As similaridades não terminam com Hitchcock, pois esse enquadramento pode funcionar tanto para um olhar investigativo – como neste plano de “Janela Indiscreta” (1954), onde o ponto-de-vista do binóculo do personagem detetivesco (interpretado por James Stewart) enquadra o assassino (Imagem 3) –, quanto para um olhar ameaçador, que elenca sua vítima – como o ponto-de-vista de um atirador, figura que, junto com um uso abundante de zooms, ganha proeminência nos anos 60-70 (como Davi Braga coloca em seu texto sobre “Targets”, filme de 1968, na edição anterior da Revista Limite) (Imagem 4). No caso da imagem única da pintura, da ausência de um contraplano que revele o dono do ponto-de-vista (ou quaisquer outras pistas narrativas), não sabemos quem olha essas figuras, não sabemos quais são suas intenções e se é um olhar investigador, ameaçador ou mesmo apenas voyeurístico. Podemos associar este papel ao observador de pássaros de Birdwatching, mas não há nada que indique que essas pinturas sejam parte de uma mesma narrativa; o observador de pássaros parece funcionar mais como um “intermediária[o] de nossa posição”, como diria Daniel Arasse (16), em relação aos outros quadros do que, de fato, o dono desse olhar. Em The Murderer, assim, resta a dúvida, quem é o assassino? O homem representado, talvez indo ou vindo do local do assassinato? Ou quem o observa e planeja seu assassinato? Ou seja, na prática: o pintor e consequentemente, nós, os observadores do quadro. 

Paula Mermelstein

Imagens 3 e 4

Notas:

1 – Para Clement Greenberg, “foi a ênfase conferida a planaridade inelutável da superfície que permaneceu, porém, mais fundamental do que qualquer outra coisa para os processos pelos quais a arte pictórica criticou-se e definiu-se a si mesma no modernismo.
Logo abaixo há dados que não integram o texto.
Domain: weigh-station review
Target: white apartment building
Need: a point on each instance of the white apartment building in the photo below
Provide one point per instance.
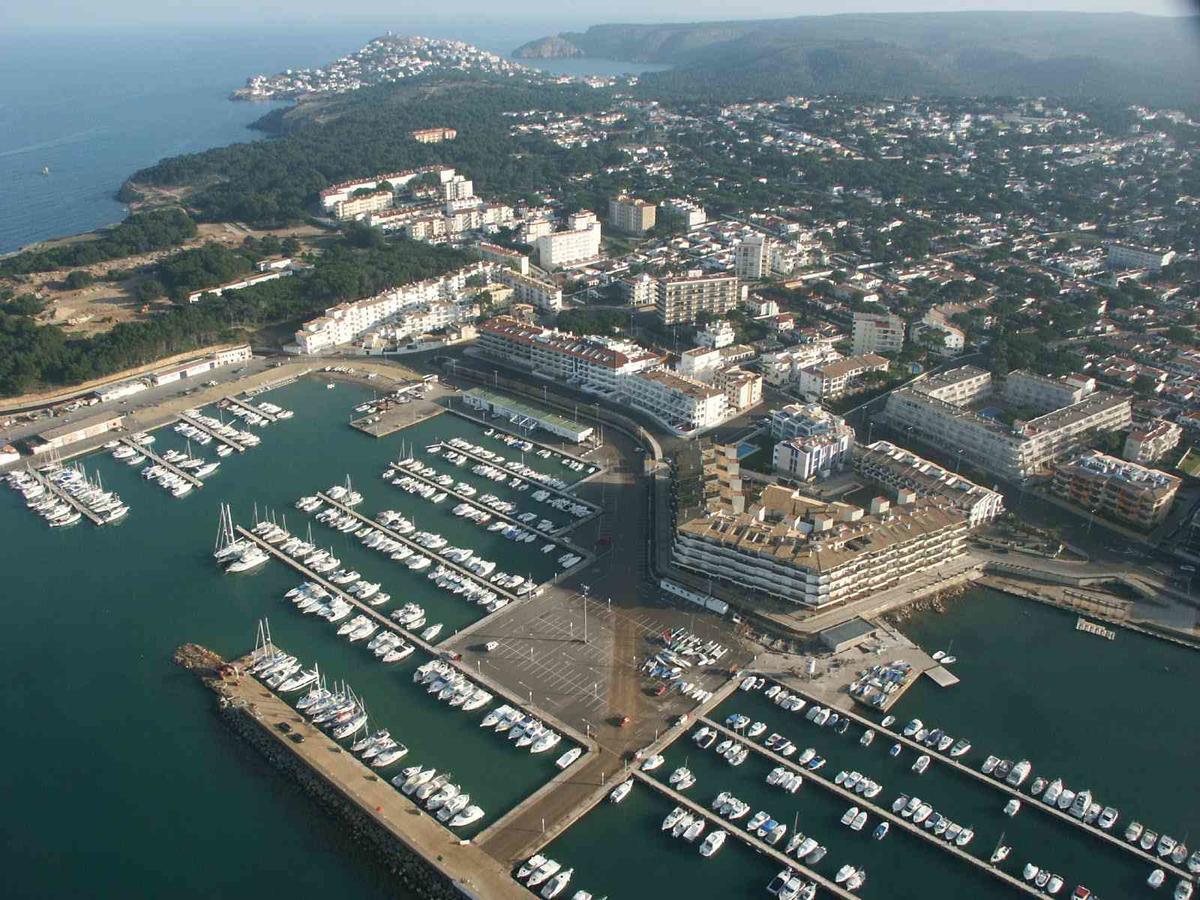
(546, 295)
(1151, 443)
(579, 241)
(893, 467)
(780, 370)
(681, 299)
(688, 213)
(751, 257)
(1015, 451)
(809, 441)
(631, 216)
(743, 389)
(1122, 256)
(684, 405)
(877, 333)
(829, 381)
(1029, 389)
(717, 334)
(346, 322)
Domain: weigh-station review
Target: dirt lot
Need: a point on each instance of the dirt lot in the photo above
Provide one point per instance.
(102, 305)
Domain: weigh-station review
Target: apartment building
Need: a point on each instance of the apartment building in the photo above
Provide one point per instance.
(877, 333)
(433, 136)
(893, 467)
(586, 361)
(1122, 256)
(811, 552)
(743, 389)
(426, 299)
(1014, 451)
(579, 241)
(510, 258)
(829, 381)
(810, 439)
(1116, 489)
(357, 207)
(784, 369)
(546, 295)
(1042, 393)
(681, 299)
(631, 216)
(1151, 443)
(684, 405)
(687, 213)
(751, 257)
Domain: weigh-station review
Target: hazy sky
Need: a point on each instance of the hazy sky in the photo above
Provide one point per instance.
(406, 15)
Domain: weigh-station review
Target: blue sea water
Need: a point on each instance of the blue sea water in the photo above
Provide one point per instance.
(94, 107)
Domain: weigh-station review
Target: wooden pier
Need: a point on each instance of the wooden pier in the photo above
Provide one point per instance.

Pois só a planaridade era única e exclusiva da arte pictórica.” Em “Pintura Modernista”, 1960 (em “Clement Greenberg e o debate crítico, orgs. COTRIM, Cecília e FERREIRA, Glória).

2-  Fala de Meyer Schapiro mencionada em “Pintura: tarefa do luto” de Yve-Alain Bois (trad. por Taís Ribeiro, revista ARS: http://www.revistas.usp.br/ars/article/view/2966)

3 – Entrevista com Juan Vicente Aliaga no catálogo “Luc Tuymans” de 2003.

4 – “I take all the ideas out of individuality and just leave the shell, the body”, em entrevista com Juan Vicente Aliaga no catálogo “Luc Tuymans” de 2003. No mesmo catálogo, Ulrich Look utiliza em seu texto o termo “empty shells”.

5- Em “O Inquietante” (1919), texto de Freud. Tradução disponível no livro “Freud (1917-1920) – Obras completas volume 14: “O homem dos lobos” e outros textos”.

6 – Pintar diretamente sobre a base enquanto a tinta ainda está molhada.

7 –  “I cannot work otherwise. It’s about truly focusing, and that is sexually loaded.”. Entrevista com Juan Vicente Aliaga no catálogo “Luc Tuymans” de 2003.

8 – Informada, aqui, por Karl Marx.

9 – “Superstition could be a nom de plume for art.” Entrevista com Juan Vicente Aliaga no catálogo “Luc Tuymans” de 2003.

10 – Que esteve na Royal Academy of Arts, de 29 de Outubro de 2016 à 29 de Janeiro de 2017

11 – https://www.youtube.com/watch?v=vQPmtvmA8-8&t=234s&ab_channel=FinancialTimes

12 – “It’s not really an eye, it’s more like a black dot. It’s an element through which you can disappear, through which you could be displaced or swallowed. In a painting there is always a weak spot: a painting should always have an entrance or hole through which you can enter.” Entrevista com Juan Vicente Aliaga no catálogo “Luc Tuymans” de 2003.

13 – “Nichts in Sicht”.

14 – “I have always liked Edward Hopper because he didn’t paint real figures. To me they are like puppets.”. Entrevista com Juan Vicente Aliaga no catálogo “Luc Tuymans” de 2003.

15 – Ver tese “Vertigo, a teoria artística de Alfred Hitchcock e seus desdobramentos no cinema moderno” (2015), de Luiz Carlos Oliveira Jr..

16 – Em seu ensaio “A Mulher na Arca”, no livro “Nada se vê: Seis ensaios sobre pintura” (2019), tradução por Camila Boldrini e Daniel Lühmann.